Within the cluster bootstrap file, we enable public IPs for the master instance groups. During deployment, director will throw an error similar to the following for some but not all master nodes:

', errorInfo=ErrorInfo{code=INSTANCE_SSH_PORT_UNAVAILABLE, properties={sshServiceEndpoints=[BaseServiceEndpoint{hostEndpoint=HostEndpoint{hostAddressString='10.0.14.15', hostAddress=Optional.of(/10.0.14.15)}, port=Optional.absent(), url=Optional.absent()}, BaseServiceEndpoint{hostEndpoint=HostEndpoint{hostAddressString='52.232.245.168', hostAddress=Optional.of(/52.232.245.168)}, port=Optional.absent(), url=Optional.absent()}]}, causes=[]}}

[2019-07-10 02:49:45.507 +0000] INFO [p-d4ed238466ce-WaitForSshToSucceed] 5f79b1c9-b7d6-41d0-a933-0cfff86cf6e4 POST /api/d6.2/environments/azuresb/deployments/azuresb-1/clusters com.cloudera.launchpad.bootstrap.WaitForServersUntilTime - com.cloudera.launchpad.bootstrap.WaitForServersUntilTime: Waiting until 2019-07-10T03:09:45.038Z for an accessible port on endpoints [10.0.14.15:22, 40.79.57.122:22]

From the logs, it look like Director should try both IP's.
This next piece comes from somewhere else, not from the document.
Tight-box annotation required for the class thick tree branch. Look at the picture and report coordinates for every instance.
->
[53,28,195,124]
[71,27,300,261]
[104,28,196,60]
I confirmed that I can ssh to the instance's private IP from Director - which leads me to believe it tried to SSH via the public IP, failed, and never tried to connect via the private IP. As I mentioned, this does not happen for all masters, however all masters are configured identically - with a private and public IP.

Can someone confirm if both IP's would need to be accessible from the Director server for the installation to continue?

dturner · ‎08-16-2019

We discovered that there were sporadic network issues in the tunnel between Azure and AWS ( our director instance is in AWS). Our assumption is that this was causing transient connection issues between director and Azure instances. Declaring issue solved for now as we no longer are experiencing it.

View solution in original post

dhan · ‎07-11-2019

You are correct in that Director will attempt to connect via each IP in the list, preferring to connect over the private IP. You should be fine if only one of the IPs is accessible. Director should cycle through the IPs until the configured timeout, default 20 minutes after instance allocation.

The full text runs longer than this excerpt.